The socialite never got tamed, otherwise the film wouldn't devote its last shot to the fact that she still does as she likes. Whether the wife is "shrewish" is up to interpretation. We find out that Thorwald is a horrible person and that he was probably having an affair, so she may have good reasons to hate him.
 
Don’t get me wrong, I love High Society so much I have a lyric tattooed on me, but it’s floundering to keep all the characters motivated. Inevitably it has to cut a boatload of content from the original to make room for the songs. And there’s content in all that rapid fire screwball dialogue in The Philadelphia Story.

The plot of TPS is more or less a traditional theatrical farce, but the enormous quantity of dialogue puts flesh on the insubstantial, improbable plot.

Musicals tell less story, hour for hour, than non musicals. When the plot is flimsy to start with, a musical will expose that. What High Society does have going for it is unmatched charm plus top performances and banging tunes... but it’s still got a hole in the middle where the plot is unsatisfying. Obviously all MHO.

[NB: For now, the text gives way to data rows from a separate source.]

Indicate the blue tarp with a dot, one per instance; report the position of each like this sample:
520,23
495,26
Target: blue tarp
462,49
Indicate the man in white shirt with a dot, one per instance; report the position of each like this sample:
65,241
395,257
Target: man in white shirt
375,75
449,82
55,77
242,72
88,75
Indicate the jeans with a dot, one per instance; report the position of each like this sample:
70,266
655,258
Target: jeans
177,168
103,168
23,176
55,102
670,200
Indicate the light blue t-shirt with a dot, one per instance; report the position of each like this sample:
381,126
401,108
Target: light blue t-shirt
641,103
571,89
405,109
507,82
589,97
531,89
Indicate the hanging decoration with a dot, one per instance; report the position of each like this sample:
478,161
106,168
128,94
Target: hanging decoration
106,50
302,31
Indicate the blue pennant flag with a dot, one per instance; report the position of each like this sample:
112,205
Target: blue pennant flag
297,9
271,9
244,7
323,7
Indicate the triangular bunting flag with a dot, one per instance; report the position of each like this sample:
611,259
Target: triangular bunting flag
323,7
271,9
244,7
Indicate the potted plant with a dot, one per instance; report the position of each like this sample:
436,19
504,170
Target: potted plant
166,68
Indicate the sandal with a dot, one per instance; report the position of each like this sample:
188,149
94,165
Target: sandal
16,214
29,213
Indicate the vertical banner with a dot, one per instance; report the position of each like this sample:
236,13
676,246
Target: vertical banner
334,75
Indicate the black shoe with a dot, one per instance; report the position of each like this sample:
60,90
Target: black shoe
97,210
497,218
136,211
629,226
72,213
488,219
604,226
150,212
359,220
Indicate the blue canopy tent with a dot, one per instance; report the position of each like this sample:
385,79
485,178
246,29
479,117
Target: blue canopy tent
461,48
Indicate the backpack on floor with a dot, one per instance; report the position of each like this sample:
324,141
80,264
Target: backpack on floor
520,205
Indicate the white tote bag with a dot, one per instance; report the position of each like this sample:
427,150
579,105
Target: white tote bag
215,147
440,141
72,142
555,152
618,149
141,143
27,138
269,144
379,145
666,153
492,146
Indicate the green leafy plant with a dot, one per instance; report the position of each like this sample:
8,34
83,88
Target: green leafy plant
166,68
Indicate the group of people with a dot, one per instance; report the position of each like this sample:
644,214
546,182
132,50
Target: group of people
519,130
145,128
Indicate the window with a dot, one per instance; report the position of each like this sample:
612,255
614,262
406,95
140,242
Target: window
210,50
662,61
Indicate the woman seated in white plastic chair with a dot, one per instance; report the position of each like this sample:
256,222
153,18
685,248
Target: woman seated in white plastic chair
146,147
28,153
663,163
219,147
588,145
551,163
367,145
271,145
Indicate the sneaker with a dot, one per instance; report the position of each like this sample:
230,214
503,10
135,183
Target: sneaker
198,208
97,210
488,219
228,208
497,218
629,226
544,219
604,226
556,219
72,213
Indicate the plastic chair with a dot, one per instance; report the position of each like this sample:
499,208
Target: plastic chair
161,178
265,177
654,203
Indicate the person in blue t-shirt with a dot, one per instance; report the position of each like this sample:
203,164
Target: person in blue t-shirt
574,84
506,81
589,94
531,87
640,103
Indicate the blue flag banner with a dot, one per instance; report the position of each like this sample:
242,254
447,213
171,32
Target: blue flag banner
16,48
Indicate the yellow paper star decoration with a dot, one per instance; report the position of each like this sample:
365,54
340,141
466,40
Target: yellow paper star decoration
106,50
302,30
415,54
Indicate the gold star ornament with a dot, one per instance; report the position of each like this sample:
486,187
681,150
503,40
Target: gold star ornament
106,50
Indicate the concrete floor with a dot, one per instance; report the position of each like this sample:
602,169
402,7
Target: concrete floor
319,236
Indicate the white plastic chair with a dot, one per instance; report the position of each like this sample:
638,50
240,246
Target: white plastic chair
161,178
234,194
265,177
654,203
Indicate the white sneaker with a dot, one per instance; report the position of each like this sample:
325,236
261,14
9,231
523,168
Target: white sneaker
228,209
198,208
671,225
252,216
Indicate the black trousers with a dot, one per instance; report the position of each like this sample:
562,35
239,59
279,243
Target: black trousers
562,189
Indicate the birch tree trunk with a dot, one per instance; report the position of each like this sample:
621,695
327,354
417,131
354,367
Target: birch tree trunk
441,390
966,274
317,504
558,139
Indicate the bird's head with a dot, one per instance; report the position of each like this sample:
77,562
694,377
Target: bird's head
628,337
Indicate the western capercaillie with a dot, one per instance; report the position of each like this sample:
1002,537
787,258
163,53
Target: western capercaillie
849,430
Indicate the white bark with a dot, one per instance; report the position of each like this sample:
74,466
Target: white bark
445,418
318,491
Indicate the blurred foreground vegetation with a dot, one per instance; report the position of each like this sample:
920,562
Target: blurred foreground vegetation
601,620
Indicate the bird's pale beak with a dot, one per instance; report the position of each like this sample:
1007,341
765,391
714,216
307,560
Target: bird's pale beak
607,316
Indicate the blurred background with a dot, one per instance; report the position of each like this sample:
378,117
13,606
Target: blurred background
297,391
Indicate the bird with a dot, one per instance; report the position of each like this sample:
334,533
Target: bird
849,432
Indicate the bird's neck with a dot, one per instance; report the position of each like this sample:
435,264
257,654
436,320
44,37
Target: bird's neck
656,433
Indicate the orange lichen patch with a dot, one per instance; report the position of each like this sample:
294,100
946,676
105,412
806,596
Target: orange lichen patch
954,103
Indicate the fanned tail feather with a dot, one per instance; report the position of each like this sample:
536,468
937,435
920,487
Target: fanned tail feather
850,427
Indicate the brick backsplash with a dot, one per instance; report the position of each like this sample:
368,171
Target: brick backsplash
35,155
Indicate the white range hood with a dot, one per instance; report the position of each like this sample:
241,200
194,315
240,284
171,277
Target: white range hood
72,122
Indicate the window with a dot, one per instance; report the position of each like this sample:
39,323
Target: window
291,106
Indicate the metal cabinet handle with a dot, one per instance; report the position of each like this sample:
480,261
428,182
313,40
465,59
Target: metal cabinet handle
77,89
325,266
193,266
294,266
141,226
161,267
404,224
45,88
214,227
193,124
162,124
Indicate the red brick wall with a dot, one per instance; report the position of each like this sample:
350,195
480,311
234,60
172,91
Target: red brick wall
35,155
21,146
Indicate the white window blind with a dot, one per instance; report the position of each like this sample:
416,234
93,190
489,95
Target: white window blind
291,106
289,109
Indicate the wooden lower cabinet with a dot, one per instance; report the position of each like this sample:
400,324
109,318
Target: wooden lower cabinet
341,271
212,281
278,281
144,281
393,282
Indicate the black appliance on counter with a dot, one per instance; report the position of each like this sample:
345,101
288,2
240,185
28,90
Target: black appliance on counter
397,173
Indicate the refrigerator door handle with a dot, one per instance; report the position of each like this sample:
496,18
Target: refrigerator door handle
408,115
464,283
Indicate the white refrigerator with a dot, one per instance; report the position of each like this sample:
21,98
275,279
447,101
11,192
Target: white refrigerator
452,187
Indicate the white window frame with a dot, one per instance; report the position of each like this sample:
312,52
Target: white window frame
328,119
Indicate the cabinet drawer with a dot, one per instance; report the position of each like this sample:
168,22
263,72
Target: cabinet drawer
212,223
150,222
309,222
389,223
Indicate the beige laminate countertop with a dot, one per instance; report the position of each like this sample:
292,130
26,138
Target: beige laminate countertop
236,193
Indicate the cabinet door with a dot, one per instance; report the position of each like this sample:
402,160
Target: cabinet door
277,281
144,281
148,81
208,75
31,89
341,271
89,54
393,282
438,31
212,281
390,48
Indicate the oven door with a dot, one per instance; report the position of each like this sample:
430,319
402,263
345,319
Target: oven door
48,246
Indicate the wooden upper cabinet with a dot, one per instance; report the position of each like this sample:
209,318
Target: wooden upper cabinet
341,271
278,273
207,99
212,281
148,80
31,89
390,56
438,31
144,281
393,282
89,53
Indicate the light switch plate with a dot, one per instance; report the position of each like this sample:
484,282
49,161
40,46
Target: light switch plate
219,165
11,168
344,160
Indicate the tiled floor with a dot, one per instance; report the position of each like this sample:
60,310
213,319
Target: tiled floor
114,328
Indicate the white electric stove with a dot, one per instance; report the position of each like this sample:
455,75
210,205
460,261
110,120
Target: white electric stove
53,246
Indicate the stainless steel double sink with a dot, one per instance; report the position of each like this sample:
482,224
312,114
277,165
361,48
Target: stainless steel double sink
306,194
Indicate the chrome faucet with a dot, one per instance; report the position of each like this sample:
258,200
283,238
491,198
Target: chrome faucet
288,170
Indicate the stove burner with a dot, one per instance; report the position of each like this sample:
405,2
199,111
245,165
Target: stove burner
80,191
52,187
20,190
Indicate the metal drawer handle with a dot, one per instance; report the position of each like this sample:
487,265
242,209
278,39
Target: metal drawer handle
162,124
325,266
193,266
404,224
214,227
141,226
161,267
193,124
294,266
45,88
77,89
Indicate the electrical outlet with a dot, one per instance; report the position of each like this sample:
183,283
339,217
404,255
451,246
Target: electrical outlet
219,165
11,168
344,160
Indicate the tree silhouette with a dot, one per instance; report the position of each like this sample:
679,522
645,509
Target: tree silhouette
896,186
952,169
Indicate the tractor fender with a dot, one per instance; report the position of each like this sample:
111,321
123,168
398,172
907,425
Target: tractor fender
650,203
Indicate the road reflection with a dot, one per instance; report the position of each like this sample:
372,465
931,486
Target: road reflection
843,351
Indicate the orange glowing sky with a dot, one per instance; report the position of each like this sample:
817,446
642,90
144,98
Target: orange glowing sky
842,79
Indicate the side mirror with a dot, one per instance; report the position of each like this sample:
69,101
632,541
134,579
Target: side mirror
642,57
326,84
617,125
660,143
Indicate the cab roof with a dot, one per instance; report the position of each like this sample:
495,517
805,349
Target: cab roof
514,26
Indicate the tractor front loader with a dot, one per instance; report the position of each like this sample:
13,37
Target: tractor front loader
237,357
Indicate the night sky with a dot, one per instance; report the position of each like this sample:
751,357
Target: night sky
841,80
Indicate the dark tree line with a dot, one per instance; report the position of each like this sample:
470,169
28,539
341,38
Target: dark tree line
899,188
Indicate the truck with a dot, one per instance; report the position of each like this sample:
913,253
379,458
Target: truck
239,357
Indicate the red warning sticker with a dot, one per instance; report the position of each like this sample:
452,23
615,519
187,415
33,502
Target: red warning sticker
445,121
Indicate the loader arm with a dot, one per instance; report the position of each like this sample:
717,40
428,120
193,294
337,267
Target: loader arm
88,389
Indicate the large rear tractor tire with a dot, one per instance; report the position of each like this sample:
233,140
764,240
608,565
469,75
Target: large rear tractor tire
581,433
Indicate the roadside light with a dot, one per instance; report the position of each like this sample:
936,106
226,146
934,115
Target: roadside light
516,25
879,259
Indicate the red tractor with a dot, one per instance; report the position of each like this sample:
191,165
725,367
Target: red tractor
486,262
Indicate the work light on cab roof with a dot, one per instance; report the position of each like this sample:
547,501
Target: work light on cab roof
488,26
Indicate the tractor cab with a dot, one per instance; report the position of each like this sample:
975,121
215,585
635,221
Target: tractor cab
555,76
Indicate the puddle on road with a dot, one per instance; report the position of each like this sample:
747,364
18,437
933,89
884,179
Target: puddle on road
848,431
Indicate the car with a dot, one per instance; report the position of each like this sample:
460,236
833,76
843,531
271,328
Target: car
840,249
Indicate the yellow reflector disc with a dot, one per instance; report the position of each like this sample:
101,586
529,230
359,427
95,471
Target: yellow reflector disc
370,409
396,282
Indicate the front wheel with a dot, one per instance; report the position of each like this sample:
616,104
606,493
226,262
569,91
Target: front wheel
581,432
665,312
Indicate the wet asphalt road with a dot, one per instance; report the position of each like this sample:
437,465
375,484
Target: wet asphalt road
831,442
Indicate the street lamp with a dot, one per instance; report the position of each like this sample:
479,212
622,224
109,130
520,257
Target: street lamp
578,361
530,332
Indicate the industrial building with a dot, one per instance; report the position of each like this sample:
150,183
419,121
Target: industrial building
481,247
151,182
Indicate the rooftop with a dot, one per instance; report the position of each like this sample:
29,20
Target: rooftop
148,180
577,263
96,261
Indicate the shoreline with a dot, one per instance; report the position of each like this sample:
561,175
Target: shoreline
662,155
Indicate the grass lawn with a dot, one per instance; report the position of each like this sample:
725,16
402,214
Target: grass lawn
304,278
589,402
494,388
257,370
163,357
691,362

And on the subject of Calamity Jane, while I agree Windy City and Whip Crack Away are barnstormers, the film is really quitesubversive in the way it represents womanhood. There are pretty mainstream reading of it as being a codified lesbian film, (“A Woman’s Touch” and “Secret Love” being the other two notable songs in the film) although that requires us to write off the Heteromantic ending.


Thing is, I was considering posting some more musicals yesterday. Singing in the Rain is glorious but the fifteen minute dance sequence has been shoehorned in and is just weird. Maybe The Wizard of Oz? and West Side Story. And Cabaret.
Love the dance sequence in Singin' in the Rain, it's not a flaw, it's a bonus.

West Side Story's flaw is its two bland leads and Natalie Wood's casting as a Puerto Rican.

For a feminist musical of the 50s (or at least as feminist as you get in the 50s), how about Gentlemen Prefer Blondes ? The main relationship in the film is the friendship between two women and it's a satire about how women navigate their way in a patriarchal society on their terms.

Meet Me in St. Louis is about as perfect a musical movie as I know.